If explicit signals are unavailable, it falls back to lightweight word-overlap
between retrieved chunks and the final answer. That fallback is intentionally
conservative: it identifies potentially low-utility context, not chunks that are
guaranteed safe to remove.

## Examples

Run the recommendation demo:

```bash
uv run agenticlens profile examples/recommendations_demo.py --save workflow.json
uv run agenticlens analyze workflow.json
```

Other examples:

- `examples/basic_usage.py`
- `examples/rag_customer_support_demo.py`
- `examples/multiagent_support_demo.py`

Some examples call real provider APIs and require provider API keys.

## CLI Reference

Profile a Python script:

```bash
uv run agenticlens profile app.py
```

Save a workflow report:

```bash
uv run agenticlens profile app.py --save workflow.json
```

Display a saved workflow:

```bash
uv run agenticlens report workflow.json
```

Analyze a saved workflow:

```bash
uv run agenticlens analyze workflow.json
```

## Development

Install development dependencies:

```bash
uv sync --extra dev
```

Run the test suite:

```bash
uv run pytest
```

Run linting, formatting, and type checks:

```bash
uv run ruff check .
uv run ruff format .
uv run mypy
```

Useful targeted checks while working:

```bash
uv run ruff check src tests
uv run ruff format --check src tests
```

## Project Structure

```text
src/agenticlens/
  profiler/       workflow and step profiling
  metrics/        cost and performance calculation
  providers/      provider response usage extraction
  recommenders/   rule-based optimization suggestions
  exporters/      JSON and CSV exports
  cli/            Typer CLI and Rich rendering
  config/         pricing and settings
  models/         Pydantic data models
```

## Roadmap

Near-term priorities:

- richer RAG utility scoring with citation, reranker, and embedding signals
- model-tier mismatch detection
- prompt caching opportunity detection
- integrations for LangChain, LangGraph, LiteLLM, and OpenAI Agents SDK
- OpenTelemetry and OpenInference trace import
- optional prompt compression handoff

See [ROADMAP.md](ROADMAP.md) and [AgenticLens_Spec.md](AgenticLens_Spec.md) for
more detail.

## Contributing

Contributions are welcome.

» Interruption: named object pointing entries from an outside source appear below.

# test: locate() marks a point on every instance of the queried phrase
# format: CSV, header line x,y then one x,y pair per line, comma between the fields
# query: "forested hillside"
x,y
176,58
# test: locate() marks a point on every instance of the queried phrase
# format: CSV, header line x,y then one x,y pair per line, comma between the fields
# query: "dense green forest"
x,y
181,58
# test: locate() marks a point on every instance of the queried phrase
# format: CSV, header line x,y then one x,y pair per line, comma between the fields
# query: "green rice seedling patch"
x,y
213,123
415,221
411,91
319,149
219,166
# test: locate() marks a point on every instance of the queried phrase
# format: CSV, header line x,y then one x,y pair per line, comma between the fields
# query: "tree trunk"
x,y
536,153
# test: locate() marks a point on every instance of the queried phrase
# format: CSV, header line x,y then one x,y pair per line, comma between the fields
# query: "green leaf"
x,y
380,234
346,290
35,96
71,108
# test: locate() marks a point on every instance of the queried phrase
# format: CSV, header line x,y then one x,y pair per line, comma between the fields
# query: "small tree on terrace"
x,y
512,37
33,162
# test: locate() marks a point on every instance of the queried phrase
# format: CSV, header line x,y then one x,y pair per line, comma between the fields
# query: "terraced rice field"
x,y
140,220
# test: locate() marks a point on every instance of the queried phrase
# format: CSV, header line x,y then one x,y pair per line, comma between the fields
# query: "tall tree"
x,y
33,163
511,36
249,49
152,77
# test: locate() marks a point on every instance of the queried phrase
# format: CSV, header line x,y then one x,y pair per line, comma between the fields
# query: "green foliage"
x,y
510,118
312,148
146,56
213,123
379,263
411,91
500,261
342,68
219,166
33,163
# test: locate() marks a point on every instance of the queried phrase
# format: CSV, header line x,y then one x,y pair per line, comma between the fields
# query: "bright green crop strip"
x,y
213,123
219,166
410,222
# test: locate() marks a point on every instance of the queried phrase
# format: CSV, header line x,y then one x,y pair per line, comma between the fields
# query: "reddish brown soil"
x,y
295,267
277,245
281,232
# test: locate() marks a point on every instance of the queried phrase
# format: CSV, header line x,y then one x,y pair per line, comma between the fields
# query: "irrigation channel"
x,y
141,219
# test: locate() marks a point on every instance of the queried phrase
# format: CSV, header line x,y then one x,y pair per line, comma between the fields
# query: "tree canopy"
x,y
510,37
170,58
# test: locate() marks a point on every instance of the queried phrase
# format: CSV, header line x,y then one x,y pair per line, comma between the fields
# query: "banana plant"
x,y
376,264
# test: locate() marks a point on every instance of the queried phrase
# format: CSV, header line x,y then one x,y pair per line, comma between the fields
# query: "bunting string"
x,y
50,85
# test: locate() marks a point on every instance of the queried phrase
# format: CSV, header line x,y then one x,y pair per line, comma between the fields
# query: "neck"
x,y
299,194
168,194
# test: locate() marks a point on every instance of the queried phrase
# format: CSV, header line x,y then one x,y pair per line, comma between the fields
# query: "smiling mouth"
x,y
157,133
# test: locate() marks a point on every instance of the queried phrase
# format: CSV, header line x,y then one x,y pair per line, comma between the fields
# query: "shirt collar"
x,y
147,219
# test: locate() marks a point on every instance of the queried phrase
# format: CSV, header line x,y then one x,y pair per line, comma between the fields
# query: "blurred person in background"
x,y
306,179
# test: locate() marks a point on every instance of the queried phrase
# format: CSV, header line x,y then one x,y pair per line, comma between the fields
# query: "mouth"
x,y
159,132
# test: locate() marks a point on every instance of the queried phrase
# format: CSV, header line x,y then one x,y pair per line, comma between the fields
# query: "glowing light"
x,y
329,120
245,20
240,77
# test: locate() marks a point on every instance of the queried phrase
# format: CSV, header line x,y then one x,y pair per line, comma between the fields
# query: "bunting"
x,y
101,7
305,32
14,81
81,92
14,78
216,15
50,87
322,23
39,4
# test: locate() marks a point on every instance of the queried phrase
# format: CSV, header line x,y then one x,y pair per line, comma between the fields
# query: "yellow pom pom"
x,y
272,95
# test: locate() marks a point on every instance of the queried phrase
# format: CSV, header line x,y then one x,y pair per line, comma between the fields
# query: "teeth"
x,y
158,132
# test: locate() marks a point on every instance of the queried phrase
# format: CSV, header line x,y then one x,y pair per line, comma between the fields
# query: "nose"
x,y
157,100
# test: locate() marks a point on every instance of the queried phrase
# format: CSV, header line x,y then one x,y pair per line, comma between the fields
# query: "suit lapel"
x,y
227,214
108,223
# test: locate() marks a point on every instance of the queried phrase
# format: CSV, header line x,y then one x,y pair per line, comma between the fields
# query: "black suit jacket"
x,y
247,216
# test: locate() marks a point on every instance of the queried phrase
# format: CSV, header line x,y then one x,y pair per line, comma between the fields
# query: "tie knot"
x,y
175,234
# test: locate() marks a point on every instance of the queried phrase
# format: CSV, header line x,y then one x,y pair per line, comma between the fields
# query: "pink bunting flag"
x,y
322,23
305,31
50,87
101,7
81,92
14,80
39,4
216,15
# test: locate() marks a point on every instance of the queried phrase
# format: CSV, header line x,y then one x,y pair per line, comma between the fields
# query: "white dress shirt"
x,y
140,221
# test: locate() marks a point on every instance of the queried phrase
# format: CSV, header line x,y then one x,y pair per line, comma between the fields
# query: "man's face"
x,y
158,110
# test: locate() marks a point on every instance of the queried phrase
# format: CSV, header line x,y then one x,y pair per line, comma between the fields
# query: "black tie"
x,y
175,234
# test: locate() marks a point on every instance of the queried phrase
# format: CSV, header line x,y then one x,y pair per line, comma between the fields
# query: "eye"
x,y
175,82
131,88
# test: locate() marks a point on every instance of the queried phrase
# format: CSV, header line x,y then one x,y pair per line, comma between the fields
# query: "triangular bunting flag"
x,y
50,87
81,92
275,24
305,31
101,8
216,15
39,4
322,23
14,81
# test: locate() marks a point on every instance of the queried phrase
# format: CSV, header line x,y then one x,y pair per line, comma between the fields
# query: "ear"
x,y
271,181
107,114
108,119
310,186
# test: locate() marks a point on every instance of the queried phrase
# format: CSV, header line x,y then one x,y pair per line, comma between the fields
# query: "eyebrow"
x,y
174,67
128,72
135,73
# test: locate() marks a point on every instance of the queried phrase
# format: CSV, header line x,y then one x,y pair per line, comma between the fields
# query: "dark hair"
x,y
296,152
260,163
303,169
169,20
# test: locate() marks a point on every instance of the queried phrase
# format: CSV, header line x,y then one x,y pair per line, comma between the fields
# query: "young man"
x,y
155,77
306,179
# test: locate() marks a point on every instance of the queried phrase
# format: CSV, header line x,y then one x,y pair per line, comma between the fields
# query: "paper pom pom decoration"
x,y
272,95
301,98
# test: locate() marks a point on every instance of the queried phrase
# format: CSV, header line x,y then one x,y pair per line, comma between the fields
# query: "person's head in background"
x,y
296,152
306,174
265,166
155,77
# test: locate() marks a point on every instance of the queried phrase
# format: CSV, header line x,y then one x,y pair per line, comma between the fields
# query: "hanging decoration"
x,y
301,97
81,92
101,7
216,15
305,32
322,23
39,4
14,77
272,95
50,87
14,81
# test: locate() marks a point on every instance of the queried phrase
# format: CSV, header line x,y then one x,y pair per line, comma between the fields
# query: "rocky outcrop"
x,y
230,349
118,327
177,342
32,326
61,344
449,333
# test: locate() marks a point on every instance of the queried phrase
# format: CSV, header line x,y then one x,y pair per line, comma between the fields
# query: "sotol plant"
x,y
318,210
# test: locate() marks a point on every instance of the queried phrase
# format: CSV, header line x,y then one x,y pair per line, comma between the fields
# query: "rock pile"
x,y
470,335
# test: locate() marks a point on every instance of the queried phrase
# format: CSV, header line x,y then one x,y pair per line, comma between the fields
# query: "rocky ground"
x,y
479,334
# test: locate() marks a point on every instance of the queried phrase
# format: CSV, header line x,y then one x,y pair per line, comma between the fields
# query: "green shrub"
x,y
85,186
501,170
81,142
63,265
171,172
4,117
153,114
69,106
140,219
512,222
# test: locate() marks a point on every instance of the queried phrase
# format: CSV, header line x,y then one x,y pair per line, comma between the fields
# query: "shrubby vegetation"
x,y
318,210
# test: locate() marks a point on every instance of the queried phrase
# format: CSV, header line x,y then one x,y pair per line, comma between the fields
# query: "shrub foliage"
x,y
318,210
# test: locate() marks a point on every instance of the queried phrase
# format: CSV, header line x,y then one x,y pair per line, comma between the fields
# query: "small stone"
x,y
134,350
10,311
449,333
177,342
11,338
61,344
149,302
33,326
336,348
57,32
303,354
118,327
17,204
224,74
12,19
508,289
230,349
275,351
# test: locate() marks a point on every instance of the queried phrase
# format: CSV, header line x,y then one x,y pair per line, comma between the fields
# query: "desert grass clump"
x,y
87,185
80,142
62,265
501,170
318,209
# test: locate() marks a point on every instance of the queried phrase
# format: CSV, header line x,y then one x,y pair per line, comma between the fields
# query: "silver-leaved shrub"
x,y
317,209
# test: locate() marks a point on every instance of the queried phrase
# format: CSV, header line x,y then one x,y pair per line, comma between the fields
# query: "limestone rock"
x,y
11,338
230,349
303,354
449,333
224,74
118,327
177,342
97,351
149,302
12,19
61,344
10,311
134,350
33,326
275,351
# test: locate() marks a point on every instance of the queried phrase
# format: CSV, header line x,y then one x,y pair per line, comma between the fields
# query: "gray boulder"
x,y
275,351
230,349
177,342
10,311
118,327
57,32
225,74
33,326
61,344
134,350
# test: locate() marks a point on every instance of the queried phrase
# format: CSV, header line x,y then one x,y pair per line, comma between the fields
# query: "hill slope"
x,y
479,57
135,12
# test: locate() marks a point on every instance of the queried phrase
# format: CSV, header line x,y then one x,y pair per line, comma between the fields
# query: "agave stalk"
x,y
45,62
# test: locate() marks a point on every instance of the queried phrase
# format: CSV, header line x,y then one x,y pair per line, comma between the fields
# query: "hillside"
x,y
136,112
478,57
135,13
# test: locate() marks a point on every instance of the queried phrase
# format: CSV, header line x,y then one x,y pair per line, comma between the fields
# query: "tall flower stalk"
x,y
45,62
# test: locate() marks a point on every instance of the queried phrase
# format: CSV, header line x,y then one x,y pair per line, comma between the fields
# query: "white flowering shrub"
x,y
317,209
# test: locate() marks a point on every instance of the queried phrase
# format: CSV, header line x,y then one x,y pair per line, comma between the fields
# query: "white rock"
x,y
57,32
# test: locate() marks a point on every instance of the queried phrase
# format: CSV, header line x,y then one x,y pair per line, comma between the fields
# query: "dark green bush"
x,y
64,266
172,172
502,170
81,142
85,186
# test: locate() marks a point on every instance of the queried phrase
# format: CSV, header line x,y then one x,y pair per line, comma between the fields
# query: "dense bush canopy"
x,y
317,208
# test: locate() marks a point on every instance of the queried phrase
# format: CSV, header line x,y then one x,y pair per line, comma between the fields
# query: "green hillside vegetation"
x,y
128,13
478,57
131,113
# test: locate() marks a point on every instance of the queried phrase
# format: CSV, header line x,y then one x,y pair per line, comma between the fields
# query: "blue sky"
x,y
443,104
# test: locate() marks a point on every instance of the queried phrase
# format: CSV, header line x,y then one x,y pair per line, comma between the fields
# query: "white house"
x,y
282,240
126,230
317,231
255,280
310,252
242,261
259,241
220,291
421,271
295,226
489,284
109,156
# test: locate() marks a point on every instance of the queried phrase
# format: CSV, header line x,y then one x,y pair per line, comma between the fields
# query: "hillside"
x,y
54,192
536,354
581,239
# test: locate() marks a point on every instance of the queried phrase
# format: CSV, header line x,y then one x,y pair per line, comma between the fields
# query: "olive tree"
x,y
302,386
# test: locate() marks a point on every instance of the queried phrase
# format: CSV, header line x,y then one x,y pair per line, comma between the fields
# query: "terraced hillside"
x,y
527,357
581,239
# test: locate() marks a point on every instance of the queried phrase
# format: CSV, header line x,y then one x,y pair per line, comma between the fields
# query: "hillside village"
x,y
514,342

Good first areas include:

- provider integrations
- recommender rules
- example workflows
- docs and tutorials
- export formats
- test coverage

Please read [CONTRIBUTING.md](CONTRIBUTING.md) before opening a pull request.

## Security

Please report vulnerabilities privately. See [SECURITY.md](SECURITY.md).

## Code of Conduct

This project follows [CODE_OF_CONDUCT.md](CODE_OF_CONDUCT.md).

## License

AgenticLens is released under the MIT License. See [LICENSE](LICENSE).